Her ne kadar adı Londra Barış Konferansı olsa da aslında Osmanlıyı parçalamaya devam etme konferansıydı!
Almanlar hem Osmanlıdaki etkilerini kaybetmek istemiyor hem de İngilizlerin, Osmanlıyı işgal etmesini istemiyordu. Alman Dışişleri Bakanı Zagow, Osmanlının nüfuz bölgelerine ayrılmasını teklif etti. İngiltere’nin canına minnetti.
Aslında İngiltere’nin üç dönem başbakanlığını yapmış olan Lord Salisbury, İngiltere’nin Osmanlı politikası değiştikten sonra bu fikri ortaya atan ilk kişi idi. Lord Salisbury, Osmanlının İngiltere, Almanya ve Avusturya arasında paylaşılmasını, Almanya’nın son imparatoru Kayser II. Wilhem’e teklif etmişti...
Osmanlı kapanın elinde kalırcasına parselleniyordu! Çarlık Rusya’sına Anadolu’nun doğusu, İstanbul, Marmara ve Boğazlar nüfuz bölgesi olarak verilmişti. Fransızlara da bugünün Suriye’si nüfuz bölgesi olarak belirlenmişti.
Adalar ise Yunanistan’a bırakılacaktı. Çarlık Bozcaada, Gökçeada ve Semendere Adalarının Osmanlının elinde özel bir statü ile kalmasını dayatmıştı. İngiliz emperyalizmi dengeleri gözeterek hazırladığı formül ile adalar bizde kalmıştı. Bugün elimizde kalmaları bu tarihsel dönemin eseriydi!
Londra Barış Konferansı tüm gücü ile Osmanlıya saldırıyordu. Hürriyet ve İtilaf düşmandan medet ummaya devam ediyordu. Edirne’yi bırakın diyen İngiliz emperyalizmine tek söz bile söylemiyordu. Londra Elçisi Tevfik Paşa, İngiltere Dışişleri Bakanı Grey ile görüşmesi sonrası İstanbul’a şunları iletiyordu.

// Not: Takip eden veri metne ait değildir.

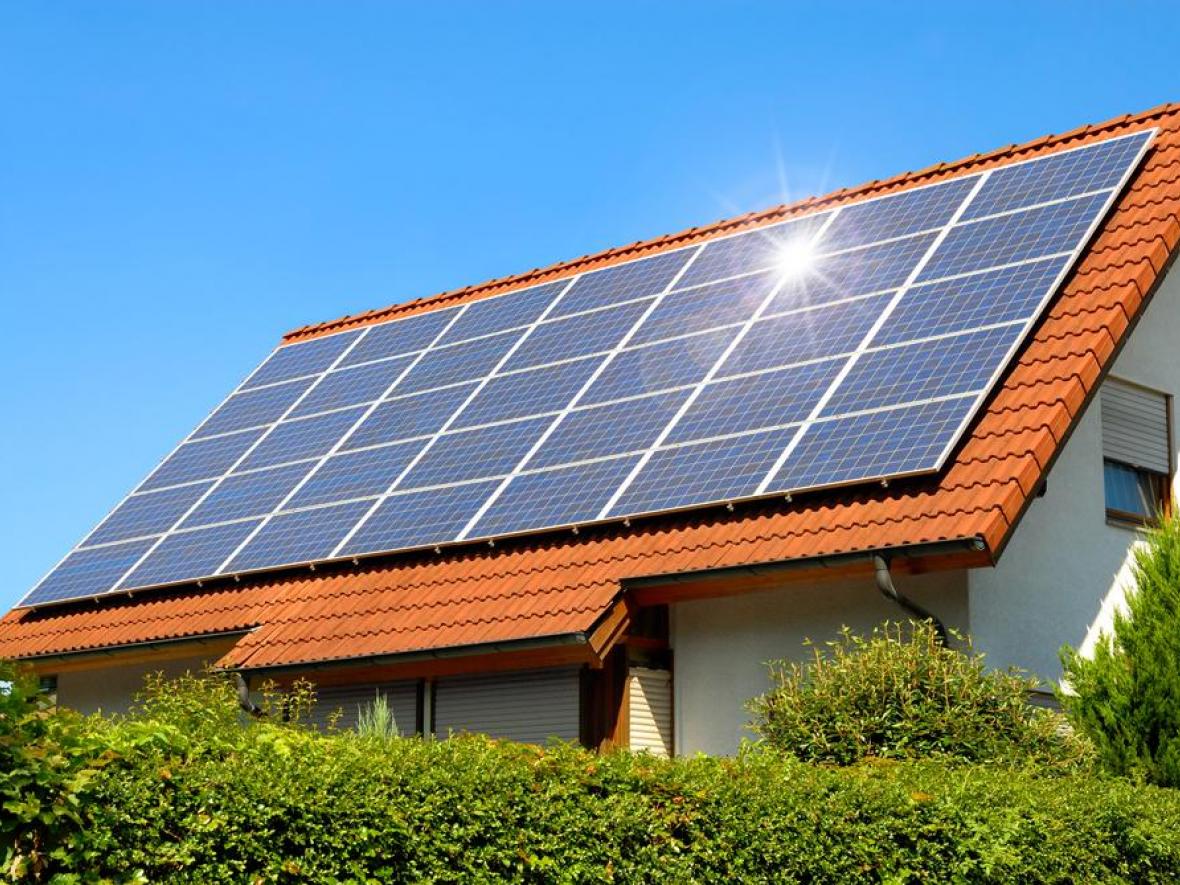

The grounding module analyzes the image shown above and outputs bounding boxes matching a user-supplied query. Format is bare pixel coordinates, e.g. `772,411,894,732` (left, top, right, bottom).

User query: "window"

İngiliz emperyalizmi, Bulgaristan ile Osmanlı arasında Edirne’yi de içine alan bir bölgeyi tarafsız bölge yapılmasını savunuyordu! Her ne kadar Tevfik Paşa dirense de bir anlamı yoktu çünkü hükümetten çıt çıkmıyordu.

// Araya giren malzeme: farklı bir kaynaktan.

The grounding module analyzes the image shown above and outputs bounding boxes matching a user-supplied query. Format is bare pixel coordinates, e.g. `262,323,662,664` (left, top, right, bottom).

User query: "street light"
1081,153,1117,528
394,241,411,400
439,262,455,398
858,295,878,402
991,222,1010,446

(Irak’ın uçuşa yasak bölgesi ya da dünyada bugünün ABD emperyalizminin yasaklı alan ilan ettiği her yer, dünün tarafsız bölgesine örneklerden birisidir!)

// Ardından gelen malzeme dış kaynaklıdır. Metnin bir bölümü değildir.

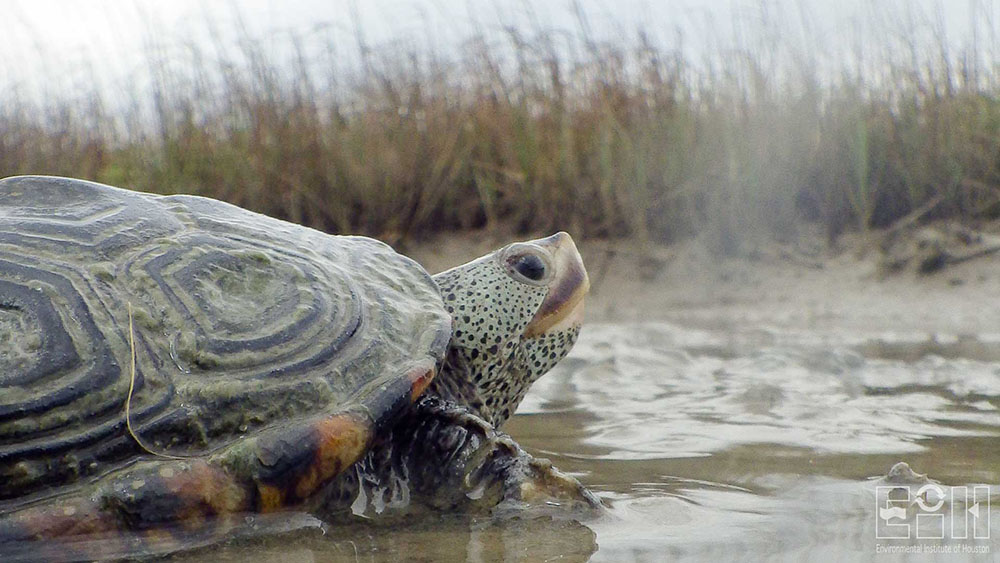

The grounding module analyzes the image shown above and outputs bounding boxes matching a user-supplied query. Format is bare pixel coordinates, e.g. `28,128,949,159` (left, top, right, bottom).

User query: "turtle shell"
0,177,451,502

Konumuza dönersek Londra Barış Konferansı, hızla aleyhimize çalışıyordu. Ne acı ki 1 Ocak 1913’te, Hürriyet ve İtilaf hükümeti, Edirne ve batısındaki topraklarımızı vermeye razı oldu! Ancak bu sefer Bulgarlar Edirne’yi istiyordu bu da savaşın devamı demekti!
Almanya dahil İngiltere, Fransa ve Çarlık başta olmak üzere emperyalizm, Hürriyet İtilaf hükümetine 17 Ocak 1913’te bir nota verdi.
Edirne’deki dini kurumlara saygıyı teminat ettiklerini söylüyorlardı! Aynı zamanda aba altında sopa göstermeye de devam ediyorlardı. Osmanlı barışa evet demez ise hem başkent İstanbul hem de doğudaki topraklarının tehdit altında olacağını açıkça ifade ediyorlardı.
Aslında İngiliz emperyalizmi, Edirne’nin Bulgarlara, Akdeniz’deki tüm adalarının da kendilerinin kararına bırakılmasını istiyordu! Midye-Enez hattının sınır olarak kabul edilmesinin şartını da koşuyorlardı!
Tehlike çok büyüktü! İttihat ve Terakki’nin önemli ismi Talat Paşa, harekete geçmişti. İstanbul başta olmak üzere önemli şehirlerde gizli toplantılar yapıyordu. İttihat ve Terakki’nin en sağlam kadroları, gizli bir şifre ile İstanbul’a çağrılıyordu! Talat Paşa, bu kötü gidişe dur demek için Babıali Baskınına hazırdı...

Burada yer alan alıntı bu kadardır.